Colloquium
Department of Physics, NCU
Temperature-Dependent Electronic Structures of TMD Weyl Semimetals
Prof. Chun-Liang Lin(林俊良)
Department of Electrophysics, National Yang Ming Chiao Tung University
Date 2021.12.07 (Tue)
Place S4-625
Time 14:00-16:00
Abstract:
Transition metal dichalcogenides (TMDs) are layered materials with chemical compositions described as MX2. Here, M represents an element of transition metals such as Nb, Mo, and W, and X a chalcogen atom such as S, Se, and Te. Most TMDs are semiconducting with valley degrees of freedom to generate an application in information processing. On the other hand, MoTe2 and WTe2 are TMDs and have been proposed as candidates for Weyl semimetals [1, 2]. Both of them have gathered a great deal of attention because of the quasiparticles on their crystal surface behave as massless chiral fermions −Weyl fermions. One of the unique characteristics of Weyl semimetals is the emergence of a topologically protected surface state called Fermi arc, which can be observed by Angle-resolved photoemission spectroscopy (ARPES) and scanning tunneling microscopy (STM) based quasiparticles interference (QPI).

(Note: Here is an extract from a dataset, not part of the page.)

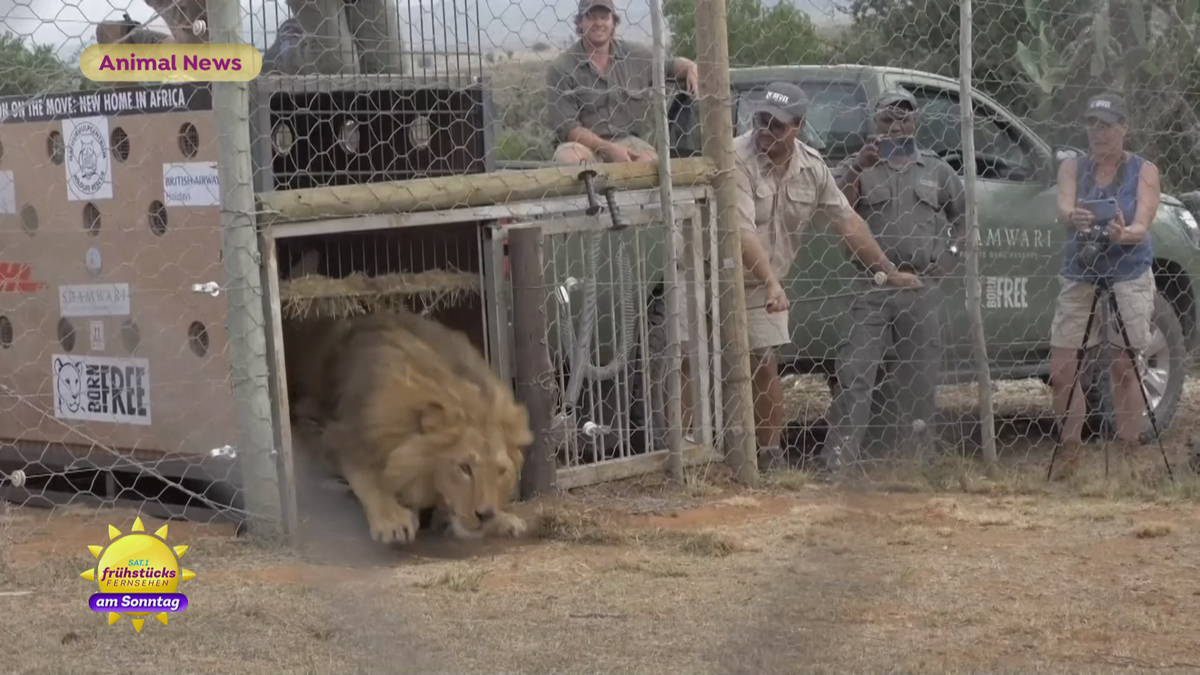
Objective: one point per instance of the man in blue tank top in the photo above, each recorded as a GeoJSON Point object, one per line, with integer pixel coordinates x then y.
{"type": "Point", "coordinates": [1107, 172]}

Recently temperature-dependent transport properties of both WTe2 and MoTe2 are reported [3, 4]. Therefore, it is urgent to reveal the temperature-dependent electronic structures of these TMD Weyl Semimetals. By using STM and STM-QPI, both structure and electronic structures of MoTe2 and WTe2 are clearly revealed. Surprisingly, huge variations are found in between the results measured at 5K and 77K. For WTe2, slight shifts of both two Fermi arc surface states (SS1 and SS2) and Weyl points (WPs) are obseverd. Much large variations are found in the results of MoTe2. The current work provides valuable insights into the temperature-dependent properties of TMD semimetals.
[1] C. L. Lin et al., J. Phys.: Condens. Matter 32, 243001(2020). [2] C. L. Lin et al., ACS Nano 11, 11459 (2017). [3] L. R. Thoutam et al., Phys. Rev. Lett. 115, 046602 (2015). [4] Q. L. Pei et al., Phys. Rev. B 96, 075132 (2017).